Cornbread Waffles, Black-Eyed Peas & Collard Greens

Saturday, January 4, 2014

Well, it should come as no surprise that THIS family has had its fill of black-eyed peas, collard greens, and cornbread in the new year.



If you have no idea what I'm talking about, then you must not be a dyed in the wool Southerner, bless your heart. If it makes you feel any better, my husband is originally from Ohio, so he had to be eased into this tradition too. :-) 


Anyhoot, it's a New Year's tradition to eat black-eyed peas and collard greens for good luck. The black-eyed peas represent coins and the collard greens represent cash-money (as Aidyn Kale Walkush calls it). And  if you eat them on New Year's day, you're bringing yourself some prosperity. The cornbread? Well, that just tastes good with black-eyed peas and collard greens. ;-)  

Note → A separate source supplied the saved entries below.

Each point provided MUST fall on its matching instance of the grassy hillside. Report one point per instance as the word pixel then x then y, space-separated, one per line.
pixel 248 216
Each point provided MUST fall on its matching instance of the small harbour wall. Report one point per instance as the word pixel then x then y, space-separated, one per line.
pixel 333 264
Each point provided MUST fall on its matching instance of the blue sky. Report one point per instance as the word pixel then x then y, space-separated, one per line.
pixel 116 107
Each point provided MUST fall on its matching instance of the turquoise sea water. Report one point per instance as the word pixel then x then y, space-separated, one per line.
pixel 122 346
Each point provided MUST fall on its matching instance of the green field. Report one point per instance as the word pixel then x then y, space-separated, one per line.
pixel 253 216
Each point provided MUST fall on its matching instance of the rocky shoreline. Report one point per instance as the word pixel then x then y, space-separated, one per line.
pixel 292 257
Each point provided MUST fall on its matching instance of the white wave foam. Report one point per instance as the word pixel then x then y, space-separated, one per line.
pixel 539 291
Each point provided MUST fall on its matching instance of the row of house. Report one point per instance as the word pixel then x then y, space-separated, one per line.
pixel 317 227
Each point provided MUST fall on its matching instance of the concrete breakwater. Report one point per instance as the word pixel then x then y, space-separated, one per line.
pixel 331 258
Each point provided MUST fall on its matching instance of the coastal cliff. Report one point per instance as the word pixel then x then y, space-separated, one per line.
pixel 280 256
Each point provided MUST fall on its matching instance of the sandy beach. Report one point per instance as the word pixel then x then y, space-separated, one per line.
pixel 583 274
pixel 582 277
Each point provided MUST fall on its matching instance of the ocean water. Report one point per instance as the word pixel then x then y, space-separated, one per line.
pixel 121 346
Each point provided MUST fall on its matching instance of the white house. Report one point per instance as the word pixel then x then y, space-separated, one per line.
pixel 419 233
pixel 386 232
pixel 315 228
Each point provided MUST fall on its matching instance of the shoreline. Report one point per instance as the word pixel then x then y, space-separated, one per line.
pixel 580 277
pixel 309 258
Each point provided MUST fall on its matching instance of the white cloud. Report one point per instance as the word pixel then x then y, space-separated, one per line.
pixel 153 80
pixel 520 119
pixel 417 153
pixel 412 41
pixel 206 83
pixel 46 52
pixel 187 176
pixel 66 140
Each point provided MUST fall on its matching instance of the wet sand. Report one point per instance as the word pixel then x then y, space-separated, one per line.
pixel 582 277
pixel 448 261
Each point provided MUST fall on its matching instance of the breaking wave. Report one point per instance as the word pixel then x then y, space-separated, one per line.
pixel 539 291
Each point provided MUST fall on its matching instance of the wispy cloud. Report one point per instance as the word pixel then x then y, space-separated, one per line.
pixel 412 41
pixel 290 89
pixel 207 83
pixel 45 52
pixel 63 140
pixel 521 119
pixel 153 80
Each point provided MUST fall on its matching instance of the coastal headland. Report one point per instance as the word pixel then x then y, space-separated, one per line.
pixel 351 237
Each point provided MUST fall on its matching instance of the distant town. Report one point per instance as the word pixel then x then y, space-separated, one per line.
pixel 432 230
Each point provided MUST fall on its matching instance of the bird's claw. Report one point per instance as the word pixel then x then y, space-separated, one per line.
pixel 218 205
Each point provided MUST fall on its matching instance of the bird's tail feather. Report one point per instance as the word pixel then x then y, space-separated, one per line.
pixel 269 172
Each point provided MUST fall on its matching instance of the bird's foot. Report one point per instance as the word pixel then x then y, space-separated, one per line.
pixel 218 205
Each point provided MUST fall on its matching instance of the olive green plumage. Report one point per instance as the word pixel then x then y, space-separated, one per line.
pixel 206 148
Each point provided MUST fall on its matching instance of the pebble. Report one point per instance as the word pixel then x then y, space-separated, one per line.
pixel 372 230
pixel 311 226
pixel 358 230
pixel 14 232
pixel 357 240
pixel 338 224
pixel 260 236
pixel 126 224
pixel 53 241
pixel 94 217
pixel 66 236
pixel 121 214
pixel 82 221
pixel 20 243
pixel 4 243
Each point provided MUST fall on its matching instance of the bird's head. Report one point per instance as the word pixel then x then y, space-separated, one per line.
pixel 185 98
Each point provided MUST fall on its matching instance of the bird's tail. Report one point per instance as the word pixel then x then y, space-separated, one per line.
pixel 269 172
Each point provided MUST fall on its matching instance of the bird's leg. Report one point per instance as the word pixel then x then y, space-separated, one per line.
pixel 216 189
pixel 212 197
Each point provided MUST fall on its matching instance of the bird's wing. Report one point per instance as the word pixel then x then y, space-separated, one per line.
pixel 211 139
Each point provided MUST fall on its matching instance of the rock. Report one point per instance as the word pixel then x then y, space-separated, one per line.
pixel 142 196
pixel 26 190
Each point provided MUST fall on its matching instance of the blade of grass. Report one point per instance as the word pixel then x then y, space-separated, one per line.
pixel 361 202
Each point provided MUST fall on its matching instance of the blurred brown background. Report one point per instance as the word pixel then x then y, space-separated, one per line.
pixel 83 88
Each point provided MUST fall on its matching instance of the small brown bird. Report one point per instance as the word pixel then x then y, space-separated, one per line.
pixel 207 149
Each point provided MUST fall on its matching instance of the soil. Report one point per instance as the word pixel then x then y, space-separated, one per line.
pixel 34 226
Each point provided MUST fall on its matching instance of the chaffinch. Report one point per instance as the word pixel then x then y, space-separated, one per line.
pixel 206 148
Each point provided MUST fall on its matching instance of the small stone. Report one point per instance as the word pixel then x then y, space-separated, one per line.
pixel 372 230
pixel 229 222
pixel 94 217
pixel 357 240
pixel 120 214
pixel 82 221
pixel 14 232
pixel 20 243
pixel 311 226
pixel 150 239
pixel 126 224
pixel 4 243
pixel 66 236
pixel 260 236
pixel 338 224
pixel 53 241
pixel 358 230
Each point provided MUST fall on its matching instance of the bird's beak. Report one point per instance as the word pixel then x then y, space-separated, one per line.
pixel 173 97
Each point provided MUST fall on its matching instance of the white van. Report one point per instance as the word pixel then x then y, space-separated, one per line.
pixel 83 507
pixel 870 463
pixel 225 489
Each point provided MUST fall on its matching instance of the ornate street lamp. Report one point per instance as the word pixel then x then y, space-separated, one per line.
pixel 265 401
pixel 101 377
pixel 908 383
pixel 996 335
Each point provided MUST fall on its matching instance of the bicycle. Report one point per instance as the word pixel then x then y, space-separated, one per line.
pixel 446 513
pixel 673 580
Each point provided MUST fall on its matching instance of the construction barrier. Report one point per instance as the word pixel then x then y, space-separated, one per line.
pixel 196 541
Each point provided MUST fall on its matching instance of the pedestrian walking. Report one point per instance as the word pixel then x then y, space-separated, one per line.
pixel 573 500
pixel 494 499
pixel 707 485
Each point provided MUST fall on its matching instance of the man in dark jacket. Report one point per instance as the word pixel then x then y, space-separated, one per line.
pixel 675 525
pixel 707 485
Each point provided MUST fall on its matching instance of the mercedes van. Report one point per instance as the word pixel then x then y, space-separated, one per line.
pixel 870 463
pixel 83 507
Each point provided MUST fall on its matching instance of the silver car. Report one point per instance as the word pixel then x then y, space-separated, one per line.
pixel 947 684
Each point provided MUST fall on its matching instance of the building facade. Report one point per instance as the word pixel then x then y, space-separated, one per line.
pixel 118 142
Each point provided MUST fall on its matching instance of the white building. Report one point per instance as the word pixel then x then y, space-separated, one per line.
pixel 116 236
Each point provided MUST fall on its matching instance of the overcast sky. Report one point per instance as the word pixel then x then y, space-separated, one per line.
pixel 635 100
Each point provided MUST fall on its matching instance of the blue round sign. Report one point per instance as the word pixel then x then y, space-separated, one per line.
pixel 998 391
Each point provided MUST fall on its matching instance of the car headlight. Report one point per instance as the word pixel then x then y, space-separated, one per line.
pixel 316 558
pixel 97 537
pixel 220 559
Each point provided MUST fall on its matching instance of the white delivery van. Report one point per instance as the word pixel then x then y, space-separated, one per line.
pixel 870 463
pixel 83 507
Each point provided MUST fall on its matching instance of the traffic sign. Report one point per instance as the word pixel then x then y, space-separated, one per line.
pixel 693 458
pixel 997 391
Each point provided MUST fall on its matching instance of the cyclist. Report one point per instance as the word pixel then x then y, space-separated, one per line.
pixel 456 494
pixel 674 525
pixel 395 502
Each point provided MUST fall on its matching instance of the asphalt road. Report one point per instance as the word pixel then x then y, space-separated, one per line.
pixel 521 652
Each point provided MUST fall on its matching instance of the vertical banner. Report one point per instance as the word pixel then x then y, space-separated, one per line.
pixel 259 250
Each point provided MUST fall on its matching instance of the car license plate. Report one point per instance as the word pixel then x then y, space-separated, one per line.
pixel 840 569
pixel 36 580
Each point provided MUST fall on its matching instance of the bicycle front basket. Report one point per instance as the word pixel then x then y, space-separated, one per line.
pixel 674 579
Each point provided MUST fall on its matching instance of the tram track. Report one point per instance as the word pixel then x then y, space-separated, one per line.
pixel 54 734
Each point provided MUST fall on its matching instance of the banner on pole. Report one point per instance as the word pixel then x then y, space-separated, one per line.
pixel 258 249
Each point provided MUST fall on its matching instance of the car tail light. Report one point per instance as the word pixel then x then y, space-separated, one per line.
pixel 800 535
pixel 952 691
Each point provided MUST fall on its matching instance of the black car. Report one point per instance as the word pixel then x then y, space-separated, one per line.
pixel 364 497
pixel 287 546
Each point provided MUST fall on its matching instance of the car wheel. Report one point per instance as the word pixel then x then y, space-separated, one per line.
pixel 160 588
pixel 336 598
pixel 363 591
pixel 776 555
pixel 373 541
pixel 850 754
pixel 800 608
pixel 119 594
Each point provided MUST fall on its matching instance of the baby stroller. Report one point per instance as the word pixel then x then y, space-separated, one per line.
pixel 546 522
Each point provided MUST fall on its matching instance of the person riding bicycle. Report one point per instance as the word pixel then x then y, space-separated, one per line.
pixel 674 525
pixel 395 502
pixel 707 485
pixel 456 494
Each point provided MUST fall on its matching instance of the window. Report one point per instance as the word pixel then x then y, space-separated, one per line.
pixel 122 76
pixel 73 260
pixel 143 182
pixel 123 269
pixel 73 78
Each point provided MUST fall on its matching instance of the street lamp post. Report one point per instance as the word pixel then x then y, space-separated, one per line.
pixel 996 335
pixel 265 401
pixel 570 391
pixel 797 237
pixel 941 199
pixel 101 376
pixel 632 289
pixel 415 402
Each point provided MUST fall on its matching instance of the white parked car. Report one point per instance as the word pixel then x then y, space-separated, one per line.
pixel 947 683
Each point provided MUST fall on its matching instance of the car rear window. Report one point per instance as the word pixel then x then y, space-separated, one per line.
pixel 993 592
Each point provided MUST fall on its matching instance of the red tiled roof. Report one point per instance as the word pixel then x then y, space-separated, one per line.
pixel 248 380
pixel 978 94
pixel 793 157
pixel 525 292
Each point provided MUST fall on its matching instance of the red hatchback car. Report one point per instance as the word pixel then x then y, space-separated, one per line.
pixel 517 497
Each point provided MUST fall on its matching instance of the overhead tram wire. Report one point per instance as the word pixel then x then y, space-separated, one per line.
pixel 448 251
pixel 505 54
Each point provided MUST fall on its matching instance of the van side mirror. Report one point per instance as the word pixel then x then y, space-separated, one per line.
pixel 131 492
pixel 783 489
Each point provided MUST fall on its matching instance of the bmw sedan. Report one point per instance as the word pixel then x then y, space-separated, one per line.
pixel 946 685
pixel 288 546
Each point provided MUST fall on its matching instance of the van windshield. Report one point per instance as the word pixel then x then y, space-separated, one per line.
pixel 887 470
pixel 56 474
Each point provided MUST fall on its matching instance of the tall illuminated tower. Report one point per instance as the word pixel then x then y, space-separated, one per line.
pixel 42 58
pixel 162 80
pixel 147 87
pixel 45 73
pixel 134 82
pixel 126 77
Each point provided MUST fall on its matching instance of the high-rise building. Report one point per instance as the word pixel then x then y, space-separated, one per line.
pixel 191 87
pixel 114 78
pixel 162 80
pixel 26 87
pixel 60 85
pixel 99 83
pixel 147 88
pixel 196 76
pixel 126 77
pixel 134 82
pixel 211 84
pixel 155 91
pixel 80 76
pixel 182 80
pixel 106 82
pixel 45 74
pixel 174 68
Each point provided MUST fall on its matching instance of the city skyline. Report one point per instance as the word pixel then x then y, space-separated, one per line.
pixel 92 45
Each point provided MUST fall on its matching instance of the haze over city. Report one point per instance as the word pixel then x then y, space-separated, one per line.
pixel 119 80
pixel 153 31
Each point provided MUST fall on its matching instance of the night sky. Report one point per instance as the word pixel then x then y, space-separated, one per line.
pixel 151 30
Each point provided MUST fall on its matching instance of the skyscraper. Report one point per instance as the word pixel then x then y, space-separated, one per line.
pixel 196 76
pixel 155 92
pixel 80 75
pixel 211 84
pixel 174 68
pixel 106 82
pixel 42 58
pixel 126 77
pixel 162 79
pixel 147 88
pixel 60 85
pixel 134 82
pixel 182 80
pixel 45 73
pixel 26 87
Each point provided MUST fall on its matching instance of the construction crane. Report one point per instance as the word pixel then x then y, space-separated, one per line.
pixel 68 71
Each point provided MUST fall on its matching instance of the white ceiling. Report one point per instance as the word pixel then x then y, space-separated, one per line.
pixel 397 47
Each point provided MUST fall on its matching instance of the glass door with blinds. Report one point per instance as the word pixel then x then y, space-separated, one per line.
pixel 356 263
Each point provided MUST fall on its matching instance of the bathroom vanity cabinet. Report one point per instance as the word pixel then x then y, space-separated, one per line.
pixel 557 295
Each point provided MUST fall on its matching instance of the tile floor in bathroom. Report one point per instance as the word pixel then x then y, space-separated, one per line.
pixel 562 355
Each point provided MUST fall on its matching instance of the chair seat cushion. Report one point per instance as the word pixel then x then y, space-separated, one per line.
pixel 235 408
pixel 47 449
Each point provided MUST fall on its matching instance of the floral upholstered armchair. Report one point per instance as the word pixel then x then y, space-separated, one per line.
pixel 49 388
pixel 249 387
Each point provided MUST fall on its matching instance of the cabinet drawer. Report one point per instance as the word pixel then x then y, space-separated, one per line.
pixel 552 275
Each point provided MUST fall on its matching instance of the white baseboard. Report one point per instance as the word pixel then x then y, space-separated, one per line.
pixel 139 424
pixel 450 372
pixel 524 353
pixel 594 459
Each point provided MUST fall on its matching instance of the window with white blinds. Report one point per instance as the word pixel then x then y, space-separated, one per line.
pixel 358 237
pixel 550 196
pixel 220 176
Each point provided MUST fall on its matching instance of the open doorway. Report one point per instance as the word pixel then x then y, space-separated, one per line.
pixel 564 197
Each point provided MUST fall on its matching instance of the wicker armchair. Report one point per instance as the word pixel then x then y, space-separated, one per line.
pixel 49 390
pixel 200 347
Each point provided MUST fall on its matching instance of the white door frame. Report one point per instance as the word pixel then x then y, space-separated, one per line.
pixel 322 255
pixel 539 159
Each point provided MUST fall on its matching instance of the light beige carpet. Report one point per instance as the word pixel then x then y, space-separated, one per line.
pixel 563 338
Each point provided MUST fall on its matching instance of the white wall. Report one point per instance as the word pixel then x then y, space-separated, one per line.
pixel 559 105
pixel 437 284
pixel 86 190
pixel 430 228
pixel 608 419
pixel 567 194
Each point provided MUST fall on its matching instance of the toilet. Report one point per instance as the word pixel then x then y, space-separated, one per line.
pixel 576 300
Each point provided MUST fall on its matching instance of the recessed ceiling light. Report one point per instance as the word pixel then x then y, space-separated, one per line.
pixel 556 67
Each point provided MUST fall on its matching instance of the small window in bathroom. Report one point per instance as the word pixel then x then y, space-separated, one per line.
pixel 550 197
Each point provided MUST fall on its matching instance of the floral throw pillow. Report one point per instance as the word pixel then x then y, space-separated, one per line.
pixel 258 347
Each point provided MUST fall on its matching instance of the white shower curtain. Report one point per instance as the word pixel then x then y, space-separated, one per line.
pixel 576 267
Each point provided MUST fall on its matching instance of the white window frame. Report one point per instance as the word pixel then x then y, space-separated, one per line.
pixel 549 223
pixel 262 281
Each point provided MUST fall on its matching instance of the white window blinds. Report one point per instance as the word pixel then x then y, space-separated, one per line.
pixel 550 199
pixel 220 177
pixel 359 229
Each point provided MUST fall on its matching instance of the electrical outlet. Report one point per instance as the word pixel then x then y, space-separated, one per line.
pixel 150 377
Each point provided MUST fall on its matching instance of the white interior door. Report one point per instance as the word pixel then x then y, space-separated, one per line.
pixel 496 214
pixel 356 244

This year, I decided to change up the way we made the cornbread, so I served it waffle-style. Let me tell you, this was an excellent decision, as it cooked up quickly, and the leftovers also tasted great served for breakfast with syrup and fruit (and according to my husband we'll be making these again to serve with his Kicking Butt and Taking Names Chili).


Cornbread Waffles
3 cups yellow self-rising corn meal mix
2 eggs
2 Tbsp oil
2 cups milk

  1. Preheat waffle maker.
  2. Measure corn meal mix into mixing bowl. 
  3. Beat together eggs, oil, and milk. Stir thoroughly into corn meal mix. 
  4. Prepare waffles according to your waffle maker directions.


Black-Eyed Peas
1 16 oz bag dry black-eyed peas
1 large onion, minced
6 cloves garlic, minced
2 Tbsp olive oil
2 Tbsp butter
2 tsp salt
2 tsp soul food seasoning*

  1. Wash the dry beans. Place them into a pot and cover with at least 2 inches of water. Let them soak 8 hours or overnight. Drain.
  2. In a large pot, melt butter in olive oil. Saute onion and garlic in mixture. Add soul food seasoning.
  3. Add drained beans and enough water to cover beans by one inch.
  4. Bring beans to a boil, then reduce to simmer for 2 hours. At 1 1/2 hour mark, add salt.
Note: If you cannot find soul food seasoning at your local supermarket, you may substitute 1 tsp cayenne pepper.


Collard Greens
2 bunches fresh collard greens
1 large onion, minced
6 cloves garlic, minced
4 Tbsp olive oil
2 Tbsp butter
Salt (to taste)
Pepper (to taste)
  1. Wash fresh collard greens, pat dry, and remove leaves from stems. Tear or cut leaves into small, bite-sized pieces.
  2. In a large saute pan, melt butter in olive oil. Saute onion and garlic in mixture. 
  3. Add greens, salt, and pepper to the saute pan and cook, tossing often, until wilted and tender, about 10-15 minutes.
  4. Serve with balsamic vinegar or hot sauce.
Notes: I use a 12" straight sided saute pan to fit two bunches of collard greens. I add the collard greens to the pan in batches as I tear the leaves, tossing between each batch that I add. This gives them an opportunity to cook down and gives me an opportunity to multi-task! By the time I have torn the last of the leaves, I have enough room in the pan to add the last batch. I also cover the pan with the lid when I add the last batch to speed up the cooking process, but this is optional.